Expressing time-dependent ODE

CentreShifter

This is surely the simplest problem imaginable in DE, but it's been a few years and I'm having trouble recalling. The goal of my task doesn't necessitate relearning DE, so I thought I would take a shot at asking directly.

Simply, I wish to express the time-dependent rate equation [itex]\frac{dy(t)}{dt}=x-\frac{y(t)}{z}[/itex] as a function of time where [itex]x[/itex] and [itex]z[/itex] are known constants. I've been given a solution of [itex]y(t)=xz(1-e^{-t/z})[/itex] but I would very much like to remember how to get there. I do not have initial conditions, although [itex]y(0)=0[/itex] is a fair assumption for this problem.

Thank you very much in advance.

Note: this is not homework for a DE course.

Vargo

Your equation is first order linear, so the standard technique is to solve it using an integrating factor. Here is a link that explains:
http://en.wikipedia.org/wiki/Integrating_factor

If you look up integrating factor on Youtube, you can see people do the technique there.

CentreShifter

Excellent.

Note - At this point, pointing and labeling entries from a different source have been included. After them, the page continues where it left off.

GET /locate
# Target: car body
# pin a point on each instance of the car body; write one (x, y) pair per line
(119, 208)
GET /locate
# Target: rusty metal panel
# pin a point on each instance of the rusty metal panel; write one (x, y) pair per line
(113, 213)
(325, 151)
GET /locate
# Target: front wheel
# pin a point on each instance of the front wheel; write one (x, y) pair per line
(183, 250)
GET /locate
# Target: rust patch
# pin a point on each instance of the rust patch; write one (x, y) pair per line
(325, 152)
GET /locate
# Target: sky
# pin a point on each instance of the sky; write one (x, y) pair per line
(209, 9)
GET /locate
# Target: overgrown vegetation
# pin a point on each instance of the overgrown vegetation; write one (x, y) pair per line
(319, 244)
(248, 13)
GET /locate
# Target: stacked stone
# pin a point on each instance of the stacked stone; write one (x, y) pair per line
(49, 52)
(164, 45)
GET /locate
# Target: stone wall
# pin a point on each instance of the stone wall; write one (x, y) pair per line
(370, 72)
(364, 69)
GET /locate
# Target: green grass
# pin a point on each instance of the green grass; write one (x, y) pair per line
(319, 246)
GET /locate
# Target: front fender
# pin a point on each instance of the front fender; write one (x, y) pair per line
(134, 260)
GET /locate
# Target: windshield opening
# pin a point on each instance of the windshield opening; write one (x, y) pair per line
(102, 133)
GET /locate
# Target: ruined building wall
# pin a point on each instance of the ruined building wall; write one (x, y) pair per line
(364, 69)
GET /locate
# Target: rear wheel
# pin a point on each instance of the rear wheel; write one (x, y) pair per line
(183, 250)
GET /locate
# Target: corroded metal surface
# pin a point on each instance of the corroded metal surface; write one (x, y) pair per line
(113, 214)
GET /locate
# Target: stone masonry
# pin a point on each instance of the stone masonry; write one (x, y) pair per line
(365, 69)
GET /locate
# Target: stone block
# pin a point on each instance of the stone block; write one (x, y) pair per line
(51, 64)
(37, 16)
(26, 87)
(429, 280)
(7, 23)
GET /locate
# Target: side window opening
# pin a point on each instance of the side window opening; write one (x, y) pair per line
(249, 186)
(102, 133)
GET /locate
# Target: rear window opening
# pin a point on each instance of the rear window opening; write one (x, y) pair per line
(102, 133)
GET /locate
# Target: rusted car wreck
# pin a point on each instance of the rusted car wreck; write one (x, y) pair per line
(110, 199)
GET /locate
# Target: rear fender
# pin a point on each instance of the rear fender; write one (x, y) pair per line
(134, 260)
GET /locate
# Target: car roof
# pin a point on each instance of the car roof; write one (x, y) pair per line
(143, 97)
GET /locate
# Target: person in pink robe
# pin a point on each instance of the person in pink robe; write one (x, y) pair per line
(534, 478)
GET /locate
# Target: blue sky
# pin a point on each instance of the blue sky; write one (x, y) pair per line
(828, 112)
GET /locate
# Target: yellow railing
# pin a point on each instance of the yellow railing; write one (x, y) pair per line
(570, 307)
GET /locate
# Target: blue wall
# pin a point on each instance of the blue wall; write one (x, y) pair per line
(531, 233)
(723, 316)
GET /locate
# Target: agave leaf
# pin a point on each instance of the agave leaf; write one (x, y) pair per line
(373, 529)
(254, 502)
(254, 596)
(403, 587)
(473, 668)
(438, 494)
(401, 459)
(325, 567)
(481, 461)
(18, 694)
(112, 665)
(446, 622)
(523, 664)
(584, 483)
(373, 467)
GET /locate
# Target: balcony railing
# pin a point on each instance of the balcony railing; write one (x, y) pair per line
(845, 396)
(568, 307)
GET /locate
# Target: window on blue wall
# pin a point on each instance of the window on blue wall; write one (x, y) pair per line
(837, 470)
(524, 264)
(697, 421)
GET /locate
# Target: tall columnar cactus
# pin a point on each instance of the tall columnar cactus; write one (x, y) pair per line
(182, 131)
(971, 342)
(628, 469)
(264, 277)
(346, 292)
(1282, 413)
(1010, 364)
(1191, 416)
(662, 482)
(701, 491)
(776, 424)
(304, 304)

Thank you.

HallsofIvy

Another way, though it really applies mostly to higher order equations, is to use the fact that this equation is "linear". You have dy/dt+ By= C where B= 1/a and C= x are constants.

We start by looking at the "associated homogeneous equation- just drop the "C" to get dy/dt+ By= 0. If we "try" a solution of the form [itex]y= ce^{at}[/itex], with a and c constants, [itex]dy/dx= ace^{at}[/itex] so the equation becomes [itex]ace^{at}+ Bce^{at}= 0[/itex]. Since [itex]e^{at}[/itex] is never 0 we can divide by [itex]ce^{at}[/itex] to get the "characteristic equation", [itex]a+ B= 0[/itex] so that a= -B. That is, the general solution to the associated homogeneous equation is [itex]y= ce^{-Bt}[/itex] for c any constant.

Now, we recognize that the derivative of any constant is 0 so if y(t)= D for some constant D, the entire equation becomes dy/dt+ By= 0+ BD= C and D must be C/B. That is, the associated homogeneous equation has general solution [itex]ce^{Bt}[/itex] while [itex]y(t)= C/B[/itex] satisfies the entire equation. Because this differential equation is linear, it is easy to show that adding them gives [itex]y(t)= ce^{Bt}+ C/B[/itex] is the general solution to the entire equation.

Putting B= 1/z and C= x again, that gives us [itex]y(t)= ce^{t/z}+ xz[/itex] as the general solution to the entire equation.

If we have y(0)= 0, the setting both y and t equal to 0 gives [itex]y(0)= 0= ce^{0/z}+ xz= c+ xz[/itex] so that c= -xz. Then [itex]y(t)= -xze^{t/z}+ xz= xz(1- e^{t/z})[/itex].